David D. Hsu1, Richard L. Bain1, Richard E. Marinangeli2, D.C. Elliott3, and Scott Butner3. (1) National Bioenergy Center, National Renewable Energy Laboratory, 1617 Cole Blvd., MS 3322, Golden, CO 80401, (2) Renewable Energy and Chemicals Research, UOP LLC, Des Plaines, IL 60017, (3) Pacific Northwest National Laboratory, Richland, WA 99352
The pyrolysis of biomass, such as corn stover, can produce a bio-oil which can then be upgraded into diesel and gasoline using petrochemical refining technology.

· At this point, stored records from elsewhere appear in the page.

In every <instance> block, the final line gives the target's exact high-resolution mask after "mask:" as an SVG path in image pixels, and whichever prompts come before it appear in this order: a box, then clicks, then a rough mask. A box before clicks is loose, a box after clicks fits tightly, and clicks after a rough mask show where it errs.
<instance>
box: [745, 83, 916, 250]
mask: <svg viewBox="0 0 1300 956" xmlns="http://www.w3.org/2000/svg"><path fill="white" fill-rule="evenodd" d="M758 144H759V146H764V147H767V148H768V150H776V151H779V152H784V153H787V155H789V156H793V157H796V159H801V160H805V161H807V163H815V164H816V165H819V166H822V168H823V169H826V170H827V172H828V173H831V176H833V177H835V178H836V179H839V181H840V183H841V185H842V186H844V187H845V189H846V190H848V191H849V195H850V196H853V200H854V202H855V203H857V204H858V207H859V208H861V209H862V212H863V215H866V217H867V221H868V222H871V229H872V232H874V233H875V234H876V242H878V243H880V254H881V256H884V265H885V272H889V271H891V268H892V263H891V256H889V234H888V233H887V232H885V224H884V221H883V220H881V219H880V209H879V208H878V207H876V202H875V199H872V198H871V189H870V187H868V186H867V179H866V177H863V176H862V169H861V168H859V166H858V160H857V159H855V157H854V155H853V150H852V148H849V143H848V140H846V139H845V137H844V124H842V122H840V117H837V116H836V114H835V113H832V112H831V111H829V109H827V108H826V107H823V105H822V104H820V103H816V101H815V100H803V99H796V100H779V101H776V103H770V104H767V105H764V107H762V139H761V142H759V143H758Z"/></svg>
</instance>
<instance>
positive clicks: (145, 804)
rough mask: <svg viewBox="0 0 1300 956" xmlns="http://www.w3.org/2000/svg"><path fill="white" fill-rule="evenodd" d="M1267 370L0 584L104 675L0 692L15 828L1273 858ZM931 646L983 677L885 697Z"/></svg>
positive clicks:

In addition to using a renewable feedstock, this pyrolysis process has the advantages of employing existing fuel refining, delivery, and end use infrastructure. A life cycle assessment (LCA) totaling environmental flows was performed on the corn stover pyrolysis process, from the production of the feedstock to the end use in a vehicle. The LCA used data from a corn stover E85 ethanol process
1, a National Renewable Energy Laboratory (NREL) wood pyrolysis AspenPlus model
2, as well as data and analysis from pyrolysis, hydrotreating, and hydrocracking runs by UOP LLC, Pacific Northwest National Laboratory, and NREL. The results from the LCA of the pyrolysis process will be compared to LCAs of a corn stover E85 ethanol process and a gasoline process. This LCA also shows that the production of corn stover is a particularly resource intensive step, with most of the greenhouse gas emissions resulting from this step. Additional life cycle inventory results will be presented, along with the assumptions and methodology used to complete the LCA.
1Sheehan, J.; Aden, A.; Riley, C. Corn Stover Life Cycle Analysis. NREL/FY01-220. Golden, CO: National Renewable Energy Laboratory, December 2000.
2Putsche, V. Pyrolysis Process Design: Costs and Modeling. NREL/FY04-545. Golden, CO: National Renewable Energy Laboratory, March 2004.